[28] Arkan yang menyebalkan

27.5K 2.5K 60
                                    

Amara terbangun dengan nafas ngos-ngosan seperti habis lari maraton. Menatap ke sisi kirinya dia tak mendapati kehadiran Arkan disana, kemana lagi lelaki itu. Amara mengusap keringat sebesar biji jagung di dahinya, memikirkan mimpi itu membuat Amara seperti dikejar waktu. Waktunya tak lama lagi disini, itulah yang Amara pahami dari mimpi itu.

"Lima hari lagi Tuhan, setelah itu apapun yang engkau kehendaki aku menerimanya dengan lapang dada" Mohon Amara, dirinya membutuhkan waktu sekitar lima hari lagi sampai ulang tahun Anta digelar. Setelah itu dia akan pasrah pada apa yang terjadi.

Pintu kamar mandi terbuka menampakkan Arkan yang keluar dari sana lalu tatapan keduanya mulai beradu. Dapat Arkan lihat ada sirat ketakutan dari iris mata itu, dengan segera dia menghampiri Amara yang sepertinya baru saja bermimpi buruk Sampai terjaga di tengah malam.

"Kenapa? Mimpi buruk?" Tanya Arkan duduk disamping Amara lalu mengusap surai panjang itu dengan lembut.

Masih dengan tatapan ketakutan Amara menggeleng lalu menatap Arkan "iya, tapi nggak papa kok" Balas Amara tersenyum.

"Yaudah tidur lagi gih" Arkan membaringkan tubuh Amara lalu menjadikan tangannya sebagai bantalan agar Amara mudah memeluknya.

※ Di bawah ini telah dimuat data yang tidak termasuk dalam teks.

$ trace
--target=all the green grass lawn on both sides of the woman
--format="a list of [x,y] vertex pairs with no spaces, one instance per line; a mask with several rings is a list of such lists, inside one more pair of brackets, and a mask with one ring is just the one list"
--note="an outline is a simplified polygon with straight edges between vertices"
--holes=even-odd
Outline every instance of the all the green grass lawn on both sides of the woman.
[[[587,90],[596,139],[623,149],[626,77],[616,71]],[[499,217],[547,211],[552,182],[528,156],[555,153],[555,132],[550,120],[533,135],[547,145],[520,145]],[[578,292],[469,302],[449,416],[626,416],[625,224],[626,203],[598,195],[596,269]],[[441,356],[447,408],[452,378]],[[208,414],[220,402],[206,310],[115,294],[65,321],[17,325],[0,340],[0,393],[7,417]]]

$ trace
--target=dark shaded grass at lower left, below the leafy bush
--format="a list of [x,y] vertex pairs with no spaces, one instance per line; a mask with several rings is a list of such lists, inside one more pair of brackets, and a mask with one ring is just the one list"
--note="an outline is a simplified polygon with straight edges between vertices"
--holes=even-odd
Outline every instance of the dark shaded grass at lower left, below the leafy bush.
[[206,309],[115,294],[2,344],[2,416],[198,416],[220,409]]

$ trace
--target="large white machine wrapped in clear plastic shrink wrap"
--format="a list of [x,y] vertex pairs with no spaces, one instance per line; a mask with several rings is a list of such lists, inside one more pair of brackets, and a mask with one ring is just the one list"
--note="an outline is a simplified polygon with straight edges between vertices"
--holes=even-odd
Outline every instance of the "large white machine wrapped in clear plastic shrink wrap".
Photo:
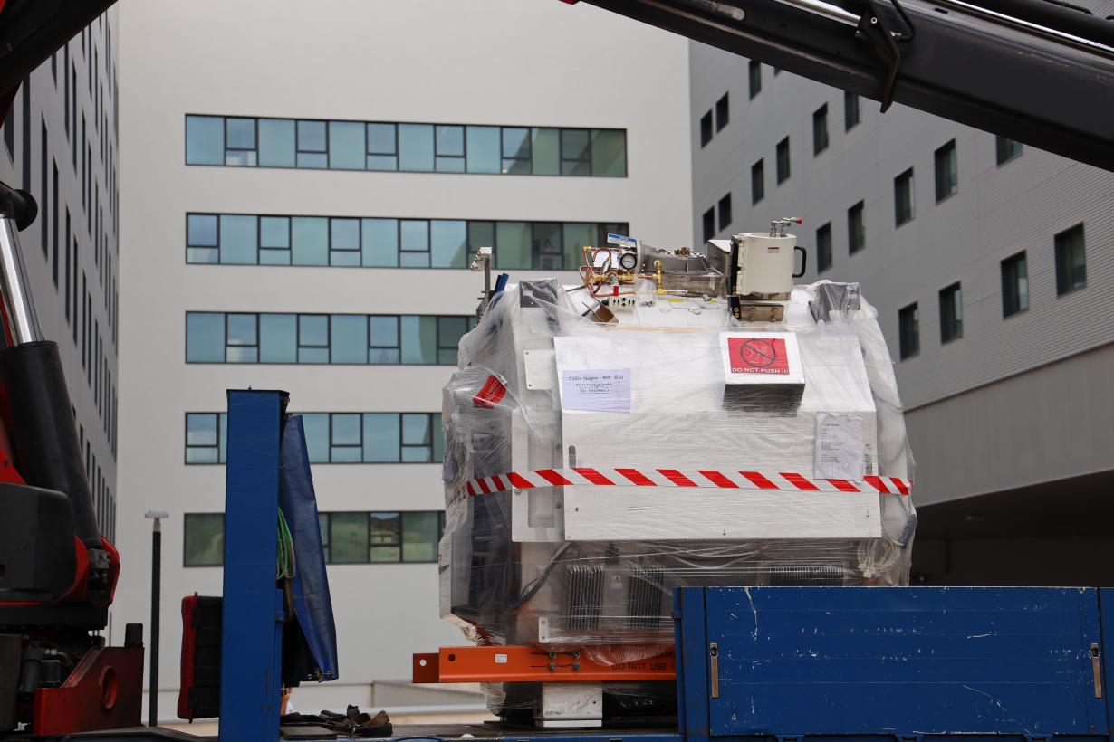
[[722,265],[668,267],[512,285],[461,340],[440,601],[472,641],[618,664],[672,646],[677,586],[908,584],[912,458],[858,285],[740,321]]

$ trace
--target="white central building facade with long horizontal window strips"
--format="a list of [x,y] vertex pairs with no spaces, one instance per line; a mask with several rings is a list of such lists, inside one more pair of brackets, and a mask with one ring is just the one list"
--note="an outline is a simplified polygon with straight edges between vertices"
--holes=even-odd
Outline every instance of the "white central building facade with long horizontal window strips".
[[411,653],[463,639],[436,561],[441,387],[482,288],[467,266],[491,246],[512,280],[574,281],[607,231],[688,239],[685,41],[519,0],[119,12],[117,621],[146,615],[143,513],[165,508],[170,716],[178,602],[222,588],[225,389],[282,388],[305,414],[341,645],[341,680],[295,704],[422,703],[394,683]]

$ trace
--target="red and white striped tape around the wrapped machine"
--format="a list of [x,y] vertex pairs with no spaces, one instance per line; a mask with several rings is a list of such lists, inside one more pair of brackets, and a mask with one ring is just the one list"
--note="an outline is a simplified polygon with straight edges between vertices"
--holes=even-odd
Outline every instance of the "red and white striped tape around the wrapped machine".
[[783,489],[789,492],[871,492],[908,495],[911,483],[892,476],[854,479],[813,479],[793,472],[726,472],[667,468],[560,468],[508,472],[471,479],[468,494],[489,495],[508,489],[560,486],[711,487],[720,489]]

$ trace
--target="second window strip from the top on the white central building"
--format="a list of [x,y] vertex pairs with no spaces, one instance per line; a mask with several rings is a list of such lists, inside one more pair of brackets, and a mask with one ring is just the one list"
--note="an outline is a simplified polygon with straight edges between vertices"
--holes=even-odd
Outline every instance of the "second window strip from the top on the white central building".
[[580,248],[602,245],[625,222],[466,221],[289,217],[238,214],[186,215],[186,263],[364,268],[467,268],[480,247],[495,250],[496,267],[574,270]]

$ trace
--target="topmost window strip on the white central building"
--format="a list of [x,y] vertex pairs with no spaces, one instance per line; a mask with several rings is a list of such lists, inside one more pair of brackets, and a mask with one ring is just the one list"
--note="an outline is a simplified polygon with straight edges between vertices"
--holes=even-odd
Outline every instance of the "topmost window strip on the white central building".
[[623,178],[626,131],[189,115],[186,165]]

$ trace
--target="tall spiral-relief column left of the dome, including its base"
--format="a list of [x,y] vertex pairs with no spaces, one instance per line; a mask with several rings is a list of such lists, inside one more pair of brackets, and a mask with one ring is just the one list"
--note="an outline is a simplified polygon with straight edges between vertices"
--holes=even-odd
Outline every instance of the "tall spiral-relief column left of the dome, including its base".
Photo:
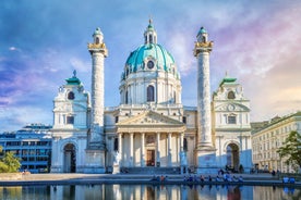
[[104,135],[104,90],[105,90],[105,58],[108,50],[104,43],[104,35],[100,28],[93,34],[94,42],[88,43],[92,57],[92,95],[91,95],[91,134],[87,143],[86,161],[87,171],[92,173],[105,173],[105,135]]

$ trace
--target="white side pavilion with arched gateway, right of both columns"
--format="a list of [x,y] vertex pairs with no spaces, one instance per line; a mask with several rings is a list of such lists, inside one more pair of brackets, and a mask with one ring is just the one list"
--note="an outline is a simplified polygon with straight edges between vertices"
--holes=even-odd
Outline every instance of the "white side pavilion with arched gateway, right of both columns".
[[213,125],[218,167],[252,167],[250,100],[236,78],[226,75],[213,96]]

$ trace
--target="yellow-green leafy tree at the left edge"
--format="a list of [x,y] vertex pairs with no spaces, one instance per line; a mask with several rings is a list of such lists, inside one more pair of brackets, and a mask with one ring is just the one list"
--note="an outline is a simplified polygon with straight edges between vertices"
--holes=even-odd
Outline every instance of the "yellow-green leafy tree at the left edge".
[[[2,153],[2,147],[0,146],[0,152]],[[17,172],[21,166],[20,159],[15,158],[12,152],[7,152],[2,159],[0,159],[0,173]]]

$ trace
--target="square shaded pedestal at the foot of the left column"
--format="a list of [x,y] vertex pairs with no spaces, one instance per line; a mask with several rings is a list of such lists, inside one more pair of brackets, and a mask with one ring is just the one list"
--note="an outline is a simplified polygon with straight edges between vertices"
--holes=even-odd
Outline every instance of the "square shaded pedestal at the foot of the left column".
[[105,174],[105,150],[86,149],[84,173],[87,174]]

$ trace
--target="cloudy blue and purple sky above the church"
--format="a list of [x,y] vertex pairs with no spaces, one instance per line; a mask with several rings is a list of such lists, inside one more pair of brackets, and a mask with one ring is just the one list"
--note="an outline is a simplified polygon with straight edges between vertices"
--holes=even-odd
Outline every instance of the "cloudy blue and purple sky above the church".
[[301,110],[301,1],[1,0],[0,132],[52,124],[52,100],[73,70],[89,90],[86,45],[96,27],[109,49],[105,104],[118,105],[124,62],[143,43],[149,16],[178,63],[185,105],[196,105],[192,50],[205,26],[215,42],[212,90],[228,71],[251,100],[252,121]]

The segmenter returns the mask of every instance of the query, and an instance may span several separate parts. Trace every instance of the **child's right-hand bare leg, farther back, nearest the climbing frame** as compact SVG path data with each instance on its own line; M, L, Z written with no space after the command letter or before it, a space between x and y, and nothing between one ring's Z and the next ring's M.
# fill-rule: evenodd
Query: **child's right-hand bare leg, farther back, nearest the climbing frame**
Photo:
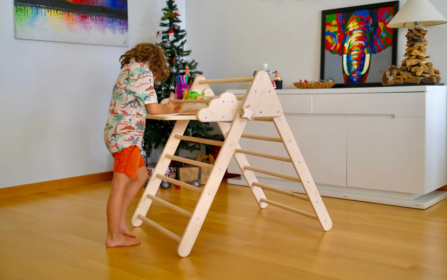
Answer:
M135 198L135 195L138 193L138 191L143 186L144 182L146 182L146 179L148 179L148 169L145 165L141 166L137 170L137 177L134 179L131 179L126 185L126 190L124 193L124 199L122 202L122 214L121 214L121 233L126 236L130 236L135 238L135 235L127 229L126 225L126 214L127 210L129 209L129 206L131 206L132 201Z

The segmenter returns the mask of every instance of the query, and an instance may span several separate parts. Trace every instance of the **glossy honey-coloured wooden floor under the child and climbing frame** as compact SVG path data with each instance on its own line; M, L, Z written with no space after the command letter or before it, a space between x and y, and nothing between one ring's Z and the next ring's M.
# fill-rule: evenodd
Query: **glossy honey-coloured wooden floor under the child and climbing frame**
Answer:
M143 223L136 247L106 248L110 182L0 200L0 279L447 279L447 200L426 210L323 198L331 231L223 183L189 257ZM141 193L140 193L141 194ZM138 202L135 198L128 218ZM192 211L198 194L160 189ZM312 211L308 202L268 199ZM177 235L187 218L153 204L148 218Z

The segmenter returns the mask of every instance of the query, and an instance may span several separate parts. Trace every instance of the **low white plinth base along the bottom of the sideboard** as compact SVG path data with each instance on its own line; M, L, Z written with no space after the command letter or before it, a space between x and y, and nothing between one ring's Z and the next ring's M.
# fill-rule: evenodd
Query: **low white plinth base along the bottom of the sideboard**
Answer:
M270 185L278 189L287 190L292 193L304 194L303 187L297 182L264 177L257 177L257 180L262 184ZM231 179L229 178L228 184L248 186L245 178L242 176ZM320 192L320 195L324 197L350 199L417 209L427 209L428 207L447 198L447 191L440 190L434 190L431 193L421 195L321 184L316 184L316 188Z

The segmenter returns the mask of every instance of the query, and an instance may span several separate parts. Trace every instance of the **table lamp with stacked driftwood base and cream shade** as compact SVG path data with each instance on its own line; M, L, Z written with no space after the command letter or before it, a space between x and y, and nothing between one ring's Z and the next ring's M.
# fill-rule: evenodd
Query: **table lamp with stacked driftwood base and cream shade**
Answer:
M424 26L447 23L446 18L428 0L408 0L388 23L391 28L408 28L405 59L392 84L437 83L439 70L427 58L427 30Z

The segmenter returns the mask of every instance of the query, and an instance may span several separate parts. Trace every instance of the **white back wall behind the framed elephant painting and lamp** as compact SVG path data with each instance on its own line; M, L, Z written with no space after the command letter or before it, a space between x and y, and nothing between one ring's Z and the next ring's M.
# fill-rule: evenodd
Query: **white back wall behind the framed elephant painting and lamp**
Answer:
M207 78L246 77L253 70L278 70L283 88L320 77L321 11L385 0L194 0L186 6L188 49ZM401 0L401 6L405 3ZM445 0L430 0L447 17ZM447 82L447 24L427 27L428 54ZM406 29L399 30L397 62L405 53ZM244 84L213 86L215 93Z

Hangat dan nyaman itulah yang Amara rasakan saat berada dalam pelukan Arkan. Pelukan yang selama ini dia inginkan dari sosok Arkan yang kini menjadi suaminya. Tolong izinkan Amara untuk merasakan pelukan ini sebentar saja, jangan dulu membawanya pulang.

Dengan lembut Arkan mengusap surai panjang istrinya lalu turun sampai ke punggung. Dapat dia rasakan punggung Amara sedikit bergetar, apa gadisnya itu tengah menagis? Jika iya dia akan membiarkannya sampai Amara benar-benar membaik. Karena sebagian orang untuk mengurangi rasa sesak atau masalah yang dihadapinya dengan cara menangis.

"Shuuut, kalau mau nangis, nangis aja nggak usah ditahan" Ucap Arkan yang membuka suara isakan dari Amara mulai terdengar.

"Saya tidak tahu masalah apa yang tengah kamu hadapi, tapi jangan bikin saya khawatir dengan itu semua. Saya tidak suka melihat kamu menangis seperti ini"

"Kalau memang perlu cerita sama saya" Tambahnya.

Isakan masih tetap terdengar hingga cukup lama deruan nafas teratur mulai terdengar yang menandakan jika Amara sudah terlelap dalam tidurnya. Arkan melihat wajah merah Amara karena menangis ditambah hidungnya juga terlihat memerah. Menyelipkan anak rambut yang menghalangi penglihatan ke belakang telinga lalu mencubit pelan hidung merah itu.

"Kamu itu cantik dan saya suka, entah masalah apa yang kamu hadapin sampai membuat kamu harus menangis seperti ini dan kenapa juga kamu tak menceritakannya pada saya. Siapa tahu dengan itu saya dapat meringankan beban kamu"

Satu kecupan mendarat dikening Amara diikuti kedua pipi dan yang terakhir di bibir itupun cuma sebentar lalu Arkan melepasnya. Jika Amara tahu mungkin dia sudah jingkrak-jingkrak tidak jelas sangking senangnya.

•••••

Nana menatap bingung majikannya yang pagi-pagi begini sudah berada di dapur. Bukannya tugas dapur adalah pekerjaannya dan kenapa sekarng jadi tuannya yang memasak.

"Tuan biar saya saja yang membuat sarapan, sebaiknya tuan duduk saja" Ucap Nana dengan nada setengah takut.

"Tidak apa Nana, saya ingin membuat sarapan sendiri untuk istri saya" Ucap Arkan tanpa melihat kearah Nana yang kini berada tak jauh darinya.

Sekarang Nana tau kenapa tuanya pagi-pagi sudah berada di dapur. Rupanya tengah berniat membuat sarapan untuk nyonya, jarang sekali momen ini terjadi atau malah bisa dibilang sangat langka untuk terjadi.